His political ambitions were clear from a very young age. When he was eight, a shopkeeper asked him what he wanted to do when he grew up. Leo replied that he wanted to be the minister for health.
He demonstrated his commitment to getting that job when he was at university, first standing for election while he was studying for a medical degree at Trinity College in his home city.
Ten years ago he was elected to the Irish parliament. While moving through ministerial positions – including health – he gained a reputation as a “sharp-shooting, straight-talking media darling”, in the words of one journalist. He chimed with the mood of modern Ireland, as the embodiment of deep social change.
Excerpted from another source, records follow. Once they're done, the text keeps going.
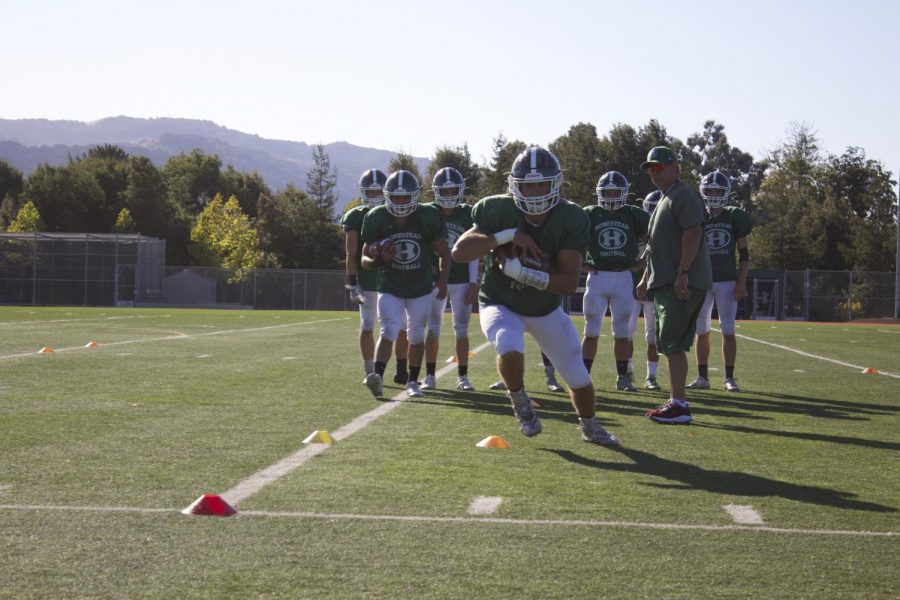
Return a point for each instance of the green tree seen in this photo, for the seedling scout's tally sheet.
(460, 159)
(224, 237)
(28, 220)
(579, 154)
(69, 199)
(321, 181)
(192, 179)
When Mr Varadkar was a young child, stereotypes of Ireland still prevailed abroad – novels and films had featured thatched cottages drenched in drizzle and church steeples shrouded in mist. The reality was different, but the country was one of the poorest in Western Europe and there were relatively few immigrants.
But in the 1990s, the Celtic tiger became a global phenomenon. Low corporate tax rates and financial deregulation meant the Irish economy became more associated with Apple and Google than with agriculture and Guinness.
With wealth came secularisation. While the change was more obvious among younger people in the cities, it affected the whole nation. The Roman Catholic Church, which had been the most powerful force in the country, was weakened by child abuse scandals and divorce and homosexuality were legalised.
When Mr Varadkar became the first Irish cabinet minister to come out as gay in 2015, he said: “It’s not a big deal for me any more and I hope it isn’t for anybody else – it shouldn’t be.” That has basically proved to be the case.
The international headlines about Mr Varadkar have focused on his sexuality, ethnicity and age. But in Ireland itself, those factors haven’t been mentioned much during the race to succeed Enda Kenny as prime minister.
Instead the debate has focused on economics. While he leans to the left on social issues, Mr Varadkar’s opponents are trying to portray him as a right-wing ideologue because of his economic policies.
During his party leadership campaign he said Fine Gael should represent people who get up early, although more recently, he has positioned himself in the political centre ground, saying he wants “a republic of opportunity”.
If you ask your average person in Ireland what is most surprising about Mr Varadkar’s ascent to high office, they’ll probably say it’s the fact he’s under 40.
In this much stereotyped and once socially conservative country, there has been a rapid revolution in attitudes.